All the while, in every instance there were small children who sat nearby listening to the verbal abuse and witnessing the unruly mobs’ display of primordial conduct unbecoming of human beings’ actions to one another.

This is not the objective of sport, recreation, and collegiate rivalry. The conduct of the St Mary’s players,  officials, parents, and supporters signals the prospect of this culture seeping into our schools and penetrating other activities within and between schools. It also points to the risk of a deepening of the lawlessness in the society once a new round of perpetrators has been recruited; descending to the depths considered by Krug may not be far fetched.

The sporting body responsible for football discipline at this level must act immediately. Indeed, governing bodies are expected by government to recognise their broader responsibilities partly by virtue of the recognition of their governing body status by the State.

Accordingly, whoever is to blame, the SSFL must send a clear message that this type of behaviour shall not be tolerated. It is their responsibility as the recognised governing body at that level to ensure a just and appropriate outcome.

Moreover, if this behaviour is left uncorrected, unchallenged, and unfettered the consequences will be twofold. First, it will send a message of acceptance to the present generation and second, it will confirm to future generations that aggressive behaviour from participants in and supporters of sport is the norm. The SSFL must levy sanctions on St. Mary’s and its supporters in the expectation that punishment will send a strong message to both parents and “syco-fans”.

Even before this, one wonders why the principal of St. Mary’s has not come out publicly and denounced the behaviour of his charges? Why has he not stood up and said this is not the behaviour that is expected of our students? In the absence of such a reprimand, parents of prospective St Mary’s students may reconsider their plans for sending their boys to this prestige school.

In Krug’s CNN report, he also disclosed that the Spanish Football Federation acknowledged that “parents have become some of the worst culprits in aggressive behaviour towards referees in Spain”. One of the techniques used to address such a problem was to move spectators further away from the touchline, thereby reducing the parent’s access to the referees.

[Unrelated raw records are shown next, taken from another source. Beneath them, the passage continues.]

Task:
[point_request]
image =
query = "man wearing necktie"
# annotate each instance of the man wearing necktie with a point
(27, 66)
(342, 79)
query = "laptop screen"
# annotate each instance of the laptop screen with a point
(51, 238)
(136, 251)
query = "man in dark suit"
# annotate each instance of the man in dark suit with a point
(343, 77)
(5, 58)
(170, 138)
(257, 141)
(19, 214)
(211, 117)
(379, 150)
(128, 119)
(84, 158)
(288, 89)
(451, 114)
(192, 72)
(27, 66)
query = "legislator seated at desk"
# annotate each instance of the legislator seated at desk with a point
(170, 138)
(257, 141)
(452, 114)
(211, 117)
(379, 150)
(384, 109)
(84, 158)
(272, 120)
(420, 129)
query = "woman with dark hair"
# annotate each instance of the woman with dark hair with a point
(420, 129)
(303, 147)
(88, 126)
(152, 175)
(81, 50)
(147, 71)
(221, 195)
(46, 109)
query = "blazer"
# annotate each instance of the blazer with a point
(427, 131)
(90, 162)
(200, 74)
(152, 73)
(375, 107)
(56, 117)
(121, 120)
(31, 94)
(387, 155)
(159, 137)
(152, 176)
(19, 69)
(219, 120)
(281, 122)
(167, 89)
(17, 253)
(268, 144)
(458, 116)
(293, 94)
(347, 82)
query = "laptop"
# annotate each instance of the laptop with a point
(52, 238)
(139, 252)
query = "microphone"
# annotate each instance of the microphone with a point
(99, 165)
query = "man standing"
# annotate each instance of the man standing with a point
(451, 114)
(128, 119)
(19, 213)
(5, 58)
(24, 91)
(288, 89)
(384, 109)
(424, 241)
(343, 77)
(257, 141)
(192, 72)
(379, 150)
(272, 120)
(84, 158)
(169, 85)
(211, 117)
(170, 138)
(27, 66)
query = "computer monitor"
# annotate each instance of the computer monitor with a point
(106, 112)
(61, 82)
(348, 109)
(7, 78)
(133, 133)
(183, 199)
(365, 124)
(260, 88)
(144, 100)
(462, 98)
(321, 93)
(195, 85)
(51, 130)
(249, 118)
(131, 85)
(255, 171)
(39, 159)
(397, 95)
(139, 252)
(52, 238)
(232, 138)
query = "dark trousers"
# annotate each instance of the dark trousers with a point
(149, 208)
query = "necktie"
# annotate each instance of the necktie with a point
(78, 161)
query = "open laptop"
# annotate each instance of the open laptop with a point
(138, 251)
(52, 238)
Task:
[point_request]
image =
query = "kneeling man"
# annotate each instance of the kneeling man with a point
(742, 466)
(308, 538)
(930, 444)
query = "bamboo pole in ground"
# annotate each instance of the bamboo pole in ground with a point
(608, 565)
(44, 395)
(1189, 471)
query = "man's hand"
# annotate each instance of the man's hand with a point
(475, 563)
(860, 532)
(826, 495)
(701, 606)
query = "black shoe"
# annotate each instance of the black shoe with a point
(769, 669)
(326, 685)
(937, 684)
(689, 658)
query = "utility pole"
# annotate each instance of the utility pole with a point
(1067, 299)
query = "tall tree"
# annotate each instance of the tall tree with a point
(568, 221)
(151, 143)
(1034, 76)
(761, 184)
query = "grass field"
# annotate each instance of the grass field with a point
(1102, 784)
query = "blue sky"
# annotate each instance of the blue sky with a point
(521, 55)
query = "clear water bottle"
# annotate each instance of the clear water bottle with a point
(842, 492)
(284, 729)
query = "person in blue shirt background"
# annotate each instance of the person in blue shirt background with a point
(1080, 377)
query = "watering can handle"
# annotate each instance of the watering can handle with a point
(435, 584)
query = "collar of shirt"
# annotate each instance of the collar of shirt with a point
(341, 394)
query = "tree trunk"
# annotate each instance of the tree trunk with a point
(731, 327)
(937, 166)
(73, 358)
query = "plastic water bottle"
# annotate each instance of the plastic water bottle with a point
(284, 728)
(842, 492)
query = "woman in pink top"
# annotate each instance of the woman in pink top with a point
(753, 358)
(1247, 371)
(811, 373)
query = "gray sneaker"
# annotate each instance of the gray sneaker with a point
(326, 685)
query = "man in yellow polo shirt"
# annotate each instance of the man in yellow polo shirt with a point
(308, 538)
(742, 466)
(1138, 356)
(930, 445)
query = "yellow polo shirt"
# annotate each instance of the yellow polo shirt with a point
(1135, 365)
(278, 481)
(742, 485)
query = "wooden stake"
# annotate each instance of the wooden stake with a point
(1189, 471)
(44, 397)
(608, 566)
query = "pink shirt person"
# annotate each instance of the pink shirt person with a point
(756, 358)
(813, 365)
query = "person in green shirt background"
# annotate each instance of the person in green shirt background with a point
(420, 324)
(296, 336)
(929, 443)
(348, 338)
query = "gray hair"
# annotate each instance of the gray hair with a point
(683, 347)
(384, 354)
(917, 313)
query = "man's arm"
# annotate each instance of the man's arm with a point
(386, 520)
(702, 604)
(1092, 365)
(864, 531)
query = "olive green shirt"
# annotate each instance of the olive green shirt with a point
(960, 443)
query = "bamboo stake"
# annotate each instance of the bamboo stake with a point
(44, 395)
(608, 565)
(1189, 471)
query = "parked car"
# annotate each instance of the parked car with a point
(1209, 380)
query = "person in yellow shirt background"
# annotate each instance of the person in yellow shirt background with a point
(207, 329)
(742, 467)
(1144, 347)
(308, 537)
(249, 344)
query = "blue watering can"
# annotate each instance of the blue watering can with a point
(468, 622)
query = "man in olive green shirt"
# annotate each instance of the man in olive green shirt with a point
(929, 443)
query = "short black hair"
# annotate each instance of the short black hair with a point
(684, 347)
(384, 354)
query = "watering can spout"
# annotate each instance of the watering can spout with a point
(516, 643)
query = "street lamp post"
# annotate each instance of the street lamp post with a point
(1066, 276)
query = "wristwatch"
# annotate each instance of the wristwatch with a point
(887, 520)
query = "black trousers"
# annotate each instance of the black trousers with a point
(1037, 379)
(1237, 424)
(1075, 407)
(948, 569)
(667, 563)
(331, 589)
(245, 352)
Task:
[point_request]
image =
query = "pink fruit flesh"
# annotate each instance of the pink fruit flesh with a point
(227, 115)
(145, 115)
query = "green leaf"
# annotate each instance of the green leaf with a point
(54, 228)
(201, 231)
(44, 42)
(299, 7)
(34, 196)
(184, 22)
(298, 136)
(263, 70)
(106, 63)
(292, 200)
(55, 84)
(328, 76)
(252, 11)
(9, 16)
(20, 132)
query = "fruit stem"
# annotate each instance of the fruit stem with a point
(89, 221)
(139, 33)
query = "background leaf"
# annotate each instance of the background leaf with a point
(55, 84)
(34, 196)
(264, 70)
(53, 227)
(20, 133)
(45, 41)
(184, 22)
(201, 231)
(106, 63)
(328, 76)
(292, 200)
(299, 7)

But this technique fails to address the root of the problem. Given this country’s challenges with law and governance, corrective action cannot be cosmetic. We must insist on what is right and set the right examples when it comes to behaviour, ethics, and principles. How else are we to fight this society consumed by lawlessness? The police must get involved when disorderly behaviour and colourful language are put on display at public events.

There is no question that the law can be enforced at these sporting events. Grayson wrote in ‘Sport and the Law: A Return to Corinthian values” that, “all non-accidental injury causing acts during sport are contrary to the rules of the game and should be punishable by the criminal law”.

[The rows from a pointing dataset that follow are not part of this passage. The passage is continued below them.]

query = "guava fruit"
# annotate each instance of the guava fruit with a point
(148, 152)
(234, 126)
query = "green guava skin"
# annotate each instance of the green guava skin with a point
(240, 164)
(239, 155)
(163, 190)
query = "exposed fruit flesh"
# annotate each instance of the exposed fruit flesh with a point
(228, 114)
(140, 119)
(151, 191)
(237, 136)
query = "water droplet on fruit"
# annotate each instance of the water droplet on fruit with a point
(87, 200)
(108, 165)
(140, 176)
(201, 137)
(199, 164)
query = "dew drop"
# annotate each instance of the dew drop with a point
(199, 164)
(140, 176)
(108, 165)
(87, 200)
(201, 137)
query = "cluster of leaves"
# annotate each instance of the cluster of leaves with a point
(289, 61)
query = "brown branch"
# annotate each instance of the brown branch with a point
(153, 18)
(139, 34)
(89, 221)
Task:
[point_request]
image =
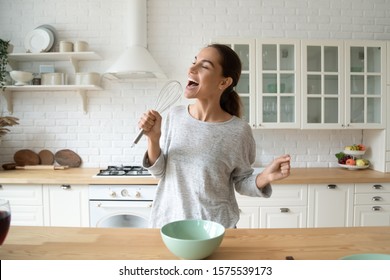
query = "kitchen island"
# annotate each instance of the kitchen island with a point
(87, 176)
(59, 243)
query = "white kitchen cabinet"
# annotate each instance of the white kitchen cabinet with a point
(66, 205)
(372, 204)
(72, 57)
(365, 85)
(278, 83)
(249, 217)
(26, 203)
(330, 205)
(286, 208)
(246, 88)
(283, 217)
(323, 93)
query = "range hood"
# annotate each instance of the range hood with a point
(135, 62)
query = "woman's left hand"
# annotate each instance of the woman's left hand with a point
(276, 170)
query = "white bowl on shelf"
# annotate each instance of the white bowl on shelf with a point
(21, 78)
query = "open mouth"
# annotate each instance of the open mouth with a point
(192, 83)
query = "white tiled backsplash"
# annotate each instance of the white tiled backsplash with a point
(176, 31)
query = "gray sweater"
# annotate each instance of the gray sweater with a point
(200, 166)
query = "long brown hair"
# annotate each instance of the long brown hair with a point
(231, 67)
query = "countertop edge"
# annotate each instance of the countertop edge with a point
(85, 176)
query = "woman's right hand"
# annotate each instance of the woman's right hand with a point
(150, 122)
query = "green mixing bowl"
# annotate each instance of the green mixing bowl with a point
(192, 239)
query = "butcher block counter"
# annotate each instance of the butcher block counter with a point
(59, 243)
(85, 176)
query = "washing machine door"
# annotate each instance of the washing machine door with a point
(120, 213)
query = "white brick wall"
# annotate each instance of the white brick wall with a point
(177, 29)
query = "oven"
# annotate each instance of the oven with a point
(121, 205)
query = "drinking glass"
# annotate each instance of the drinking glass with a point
(5, 219)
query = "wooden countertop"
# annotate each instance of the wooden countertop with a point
(238, 244)
(85, 176)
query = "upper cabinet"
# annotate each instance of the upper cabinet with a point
(365, 84)
(313, 84)
(343, 84)
(278, 86)
(323, 93)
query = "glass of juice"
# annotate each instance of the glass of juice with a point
(5, 219)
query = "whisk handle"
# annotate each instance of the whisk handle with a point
(139, 136)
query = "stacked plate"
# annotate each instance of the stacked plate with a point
(41, 39)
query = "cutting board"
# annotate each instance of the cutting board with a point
(26, 157)
(67, 157)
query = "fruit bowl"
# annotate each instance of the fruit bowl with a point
(21, 77)
(354, 153)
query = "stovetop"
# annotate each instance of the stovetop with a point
(123, 171)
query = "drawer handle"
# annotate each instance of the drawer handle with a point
(284, 210)
(66, 187)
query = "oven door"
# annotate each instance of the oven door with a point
(133, 214)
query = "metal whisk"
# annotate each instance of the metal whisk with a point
(168, 95)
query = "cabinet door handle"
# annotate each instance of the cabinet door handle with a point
(66, 187)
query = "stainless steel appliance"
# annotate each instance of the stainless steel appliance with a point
(121, 205)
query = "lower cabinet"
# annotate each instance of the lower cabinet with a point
(285, 208)
(26, 203)
(66, 205)
(283, 217)
(249, 217)
(372, 205)
(47, 205)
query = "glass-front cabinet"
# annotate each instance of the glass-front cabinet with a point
(323, 84)
(312, 84)
(278, 84)
(365, 84)
(246, 87)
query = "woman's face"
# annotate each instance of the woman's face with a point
(205, 78)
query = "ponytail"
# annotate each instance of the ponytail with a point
(231, 102)
(231, 67)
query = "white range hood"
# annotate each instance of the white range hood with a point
(135, 62)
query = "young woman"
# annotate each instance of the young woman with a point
(207, 149)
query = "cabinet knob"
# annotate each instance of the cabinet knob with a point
(66, 187)
(377, 187)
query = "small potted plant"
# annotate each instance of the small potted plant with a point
(5, 48)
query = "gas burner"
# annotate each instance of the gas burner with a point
(124, 171)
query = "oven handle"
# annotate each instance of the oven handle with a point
(103, 205)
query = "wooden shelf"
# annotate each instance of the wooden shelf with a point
(81, 89)
(72, 57)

And Grayson is absolutely right. There is no place for unsanctioned violence on or off the field of play. In the celebrated case of R v Lloyd, the Court explained that, ‘sport is not a licence for thuggery’. The behaviour of the St Mary’s players, parents, officials and supporters was tantamount to thuggery and hooliganism, and must have broken the law.

Causation is irrelevant to the offence. There is no excuse for the acts of hooliganism. We must act to remove aggressive and disorderly behaviour from sporting events. Talent, creativity, discipline and fair-play must always win when schoolboys come out to play. These special characteristics of sport are supposed to encourage and define our cultural existence, not destroy it.

Christophe Brathwaite is an attorney at law who specialises in commercial, corporate, intellectual property, entertainment and sports law.